Connect Americans Now (CAN): Key Questions for FCC Nominee on Broadband Innovation and Tackling the Digital Divide Ahead of Senate Hearing
November 9, 2020
Contact: Jon Conradi
Letter to U.S. Senate Committee on Commerce Highlights Positive Progress Under Current Commission and Critical Solutions to Close the Broadband Gap
Washington, D.C. – Connect Americans Now (CAN) sent
a letter Monday to the Chairman and Ranking Member of the U.S. Senate Committee
on Commerce, Science and Transportation ahead of the Commission’s scheduled
hearing on November 10, 2020 to consider a nominee to the Federal
Communications Commission (FCC). The letter outlines a number of key policy
considerations and key questions pertaining to broadband connectivity and
tackling the digital divide.
“In the 21st
century economy, classroom and health care setting, broadband connectivity is
as essential as electricity or water. Yet, too many Americans remain stuck
behind the digital divide without access to broadband internet or without the
means to afford reliable service,” the letter states. “The Federal
Communications Commission (FCC) plays a critical role in implementing policies
to bridge the digital divide.”
“In recent years,
the FCC has taken commendable steps to address the broadband gap, including by:
Maximizing spectrum resources and clearing regulatory barriers to innovative
solutions like TV white space (TVWS); Advancing the Rural Digital Opportunity
Fund (RDOF) to direct $20.4 billion over ten years to finance broadband network
deployment in unserved areas; Implementing targeted programs established by
Congress to address known challenges like access to telehealth through the
Connected Care Pilot and COVID-19 Telehealth Program; Protecting Americans’
connectivity during the pandemic by issuing the Keep Americans Connected Pledge,”
the letter continues. “The confirmation of members of the Commission who share
a commitment to maximizing spectrum resources, including licensed and
unlicensed applications, clearing regulatory barriers to innovation, fixing the
nation’s mapping data on the digital divide and administering deployment
funding guided by key principles, including neutrality toward technology,
safeguards against overbuilding and rapid and cost-effective deployment, is of
Read the full letter HERE.
Key questions for
FCC nominee Nathan Simington outlined in the letter include:
- During its October 27, 2020 Open Meeting, the FCC unanimously voted to adopt a Report and Order to update rules regarding TV white space technology. TV white spaces are unused spectrum in the UHF television bands that are particularly well adapted to broadband deployments in rural areas. This powerful bandwidth enables wireless signals to travel over hills and through buildings and trees, making TVWS particularly well-suited for areas of low population density and challenging topographies.
- Do you support the adopted Report and Order on TVWS?
- As a Commissioner, what will you do to ensure these rules are implemented as soon as possible and to continue to support the realization of the full potential of this innovative technology as a solution to expand connectivity?
- What are the next steps the FCC should take to ensure there is adequate spectrum available to support the use of TVWS technology to enhance the reach and cost-effectiveness of broadband deployments?
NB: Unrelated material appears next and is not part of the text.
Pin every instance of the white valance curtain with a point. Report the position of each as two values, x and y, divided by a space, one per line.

- The most cost-effective approach to closing the digital divide in America involves a combination of “wired” and “wireless” technologies, including fiber-based technologies and terrestrial and satellite fixed and mobile wireless technologies, leveraging a range of frequencies. A study conducted by Boston Consulting Group found a hybrid network approach to closing the digital divide, leveraging every solution in the nation’s toolkit, can reduce the cost by as much as 80 percent.
- Do you believe funding mechanisms for broadband deployments and technology should be strictly technology-neutral and why?
- The FCC has made positive steps in recent years to maximize spectrum resources and clear regulatory barriers to innovation. In addition to the recent Report and Order on TVWS, the FCC has moved forward with plans to update rules surrounding the 6 GHz band and voted to make a portion of the 5.9 GHz band available for unlicensed broadband applications.
- How can the FCC build upon these steps to ensure adequate licensed and unlicensed spectrum resources are utilized to help eliminate the digital divide and in what bands do you see the potential for further action to support broadband innovation and connectivity?
- More precise broadband maps to accurately measure the full scale of the digital divide will better direct public and private investments in broadband deployments. There is bipartisan consensus in Congress and at the FCC that the current FCC broadband data maps are inaccurate. Earlier this year, Congress passed on a bipartisan basis and President Trump signed into law the Broadband DATA Act which will help more accurately measure the full scale of the digital divide through improved mapping data.
- As Commissioner, what steps would you take to ensure the full implementation of this bill and what barriers do you see to its swift implementation?
- What is your level of priority for eliminating the digital divide and what core principles would guide your approach to the issue of expanding broadband connectivity for unserved and underserved Americans?